La question reste posée !

Moïse Sidibé

 

 

 

 

  • CONDẺ ABOU

    Je ne sais pas comment notre ami Mr. Moise Sidibé, complique parfois les problèmes. Même en dehors de l’OMVS, tous nos voisins que vous venez de citer se moqueront pendant longtemps de la Guinée, à cause de nos résultats incroyablement inexplicables. Pourquoi ?

    Parce que personne ne peut comprendre que la Guinée puisse disposer de tant de ressources et de dotations factorielles, et qu’elle ne soit pas du tout capable de servir d’exemple encore moins de locomotive pour le progrès economique de la Sous région.

    Les exemples économiques, Cher Moise, personne ne pourrait les compter pour montrer à quel point du fait de son manque d’organisation, la Guinée restera pendant longtemps la dernière de la classe en Afrique de l’Ouest, parce qu’elle rate toutes les occasions historiques, y compris au niveau de l’intégration économique Sous régionale.

    Regardez de façon tres objective sur tous les plans depuis l’environnement interne des affaires jusqu’au pouvoir d’achat des citoyens, l’accès aux biens et services, aux soins de santé, etc… Au lieu de s’occuper de ce qui nous sert tous en commun, les plus malins d’entre nous, veulent tout pour eux et rien que pour eux.

    Comment voulez-vous que ce pays fonctionne et rattrape aisément les plus évolués du continent ? Ce ne sera pas du tout facile dans le scénario actuel que suit la politique économqiue et sociale de l’Etat.

    Un seul exemple. L’agenda du Sénégal aussi bien à l’OMVG qu’à l’OMVS, qui ne le connait pas ? Peut-on en vouloir au Sénégal de se battre pour défendre ses intérèts stratégiques ? Non.

    Suivez un peu les découvertes extraordinaires de pétrole et de gaz du Sénégal, classé aujourd’hui comme le très probable 7ème producteur mondial de gaz à partir de 2021 !

    La Guinée propose actuellement le développement d’un projet comme celui du Koukoutamba et bien avant c’était le projet Kaleta dans le cadre du fleuve Gambie. Si le Président Alpha Condé n’avait pas choisi l’audace, Kaléta n’aurait jamais vu le jour dans le cadre de lOMVG.

    Dans le cadre de l’OMVS, personnellement, je vous redis que je n’attends strictement rien de cette Organisation dont la matrice, l’OERS, a pourtant, vu le jour chez nous à Labé en Mars 1968.

    Conclusion et Question:
    De la Guinée et des 3 autres pays membres de l’OMVS, qui a plus de graves problèmes structurels, de contraintes de progrès économique et de développement accéléré ?

    Meme si vous y intégrez le Mali dans ce decompte, un pays pourtant en guerre, c’est la Guinée, rien qu’à voir les principaux indicateurs nationaux de croissance économique, et les composantes de la balance des paiements de chacun des pays, c’est la Guinee dis-je, qui fait beaucoup moins de résultats.

    Notre politique économique et budgétaire et le système de contrôle des finances publiques, sont strictement mauvais et inefficaces.

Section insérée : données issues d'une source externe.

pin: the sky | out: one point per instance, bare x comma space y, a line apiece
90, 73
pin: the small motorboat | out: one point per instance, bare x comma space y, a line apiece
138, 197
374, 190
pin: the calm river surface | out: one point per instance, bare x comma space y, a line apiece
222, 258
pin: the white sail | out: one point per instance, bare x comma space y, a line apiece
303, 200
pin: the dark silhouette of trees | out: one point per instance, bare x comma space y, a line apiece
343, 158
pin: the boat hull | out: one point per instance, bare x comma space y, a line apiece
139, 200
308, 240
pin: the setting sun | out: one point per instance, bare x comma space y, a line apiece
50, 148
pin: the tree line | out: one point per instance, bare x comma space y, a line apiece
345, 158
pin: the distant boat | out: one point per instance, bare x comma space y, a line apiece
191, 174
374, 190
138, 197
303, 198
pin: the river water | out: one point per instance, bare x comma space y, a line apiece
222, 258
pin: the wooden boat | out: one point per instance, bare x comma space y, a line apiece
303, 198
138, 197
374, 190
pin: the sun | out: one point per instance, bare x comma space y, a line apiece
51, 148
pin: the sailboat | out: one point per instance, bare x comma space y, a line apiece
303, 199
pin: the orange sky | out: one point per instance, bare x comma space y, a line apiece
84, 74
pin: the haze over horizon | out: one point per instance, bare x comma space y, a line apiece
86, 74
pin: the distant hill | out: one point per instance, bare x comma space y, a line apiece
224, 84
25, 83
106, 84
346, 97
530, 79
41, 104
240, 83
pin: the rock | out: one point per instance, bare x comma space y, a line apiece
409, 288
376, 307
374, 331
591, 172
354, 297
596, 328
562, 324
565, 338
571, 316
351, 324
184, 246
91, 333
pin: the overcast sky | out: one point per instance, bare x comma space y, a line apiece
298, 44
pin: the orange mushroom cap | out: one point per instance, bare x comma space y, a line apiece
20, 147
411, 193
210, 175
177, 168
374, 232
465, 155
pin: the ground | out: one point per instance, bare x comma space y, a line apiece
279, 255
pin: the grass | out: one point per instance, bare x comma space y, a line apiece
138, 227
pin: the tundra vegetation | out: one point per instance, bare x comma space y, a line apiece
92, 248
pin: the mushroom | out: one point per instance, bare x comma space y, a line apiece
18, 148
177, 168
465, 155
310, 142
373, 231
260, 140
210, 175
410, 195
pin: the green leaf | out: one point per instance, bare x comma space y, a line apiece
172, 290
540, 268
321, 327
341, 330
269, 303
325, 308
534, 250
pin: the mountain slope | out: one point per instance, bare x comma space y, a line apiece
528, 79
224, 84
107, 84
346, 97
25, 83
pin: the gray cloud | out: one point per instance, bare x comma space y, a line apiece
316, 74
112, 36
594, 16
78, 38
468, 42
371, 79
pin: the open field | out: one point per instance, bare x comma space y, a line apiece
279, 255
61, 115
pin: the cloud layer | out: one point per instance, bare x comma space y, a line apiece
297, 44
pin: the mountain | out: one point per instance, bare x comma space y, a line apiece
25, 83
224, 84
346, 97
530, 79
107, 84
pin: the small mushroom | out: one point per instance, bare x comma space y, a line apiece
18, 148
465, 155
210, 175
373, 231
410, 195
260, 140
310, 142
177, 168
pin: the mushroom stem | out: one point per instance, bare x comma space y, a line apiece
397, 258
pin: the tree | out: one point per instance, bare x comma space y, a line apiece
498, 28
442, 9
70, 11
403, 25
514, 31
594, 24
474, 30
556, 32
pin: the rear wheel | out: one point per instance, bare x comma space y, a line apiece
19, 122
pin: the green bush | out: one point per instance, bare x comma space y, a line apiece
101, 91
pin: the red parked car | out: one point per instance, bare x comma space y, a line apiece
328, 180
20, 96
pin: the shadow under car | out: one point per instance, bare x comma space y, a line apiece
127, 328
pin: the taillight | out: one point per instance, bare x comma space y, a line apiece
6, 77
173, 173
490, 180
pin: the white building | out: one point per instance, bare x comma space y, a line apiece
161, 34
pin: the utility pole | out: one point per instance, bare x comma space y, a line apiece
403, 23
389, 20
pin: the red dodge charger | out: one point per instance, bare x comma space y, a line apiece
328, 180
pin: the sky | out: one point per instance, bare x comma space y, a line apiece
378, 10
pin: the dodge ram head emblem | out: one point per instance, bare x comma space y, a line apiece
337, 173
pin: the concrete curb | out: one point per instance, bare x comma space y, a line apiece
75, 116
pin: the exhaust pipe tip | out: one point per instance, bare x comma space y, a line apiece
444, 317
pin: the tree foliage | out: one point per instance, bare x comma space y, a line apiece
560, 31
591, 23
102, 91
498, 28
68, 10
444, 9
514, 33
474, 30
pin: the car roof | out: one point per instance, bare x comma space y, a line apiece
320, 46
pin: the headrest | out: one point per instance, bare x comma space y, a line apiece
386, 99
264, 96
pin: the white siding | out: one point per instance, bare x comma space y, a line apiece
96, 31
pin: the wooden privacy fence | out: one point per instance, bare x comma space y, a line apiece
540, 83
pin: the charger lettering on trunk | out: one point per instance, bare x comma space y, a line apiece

La gouvernance publique et le fonctionnement de notre Administration publique, la gestion du secteur privé, sont des facteurs qui plombent le progrès du pays.

    Quand on en parle, afin d’en appeler la haute attention des autorités, certains esprits pensent tout simplement, que nous voulons du mal du régime, alors qu’il n’en est rien du tout.

    Il faudrait souhaiter que le Président de la République et son Gouvernement comprennent que l’intérêt de la Nation passe par la recherche d’une stratégie beaucoup plus vertueuse et qui crée de la richesse, et des emplois dans la stabilité politique du pays.

    Laissez s’enfoncer le pays dans la pauvreté absolue, et le development des inégalités et de l’impunité, ou compter trop sur les autres pays, ne règleront absolument rien du tout, ni sur la plan économique ni sur le plan social pour la Guinée.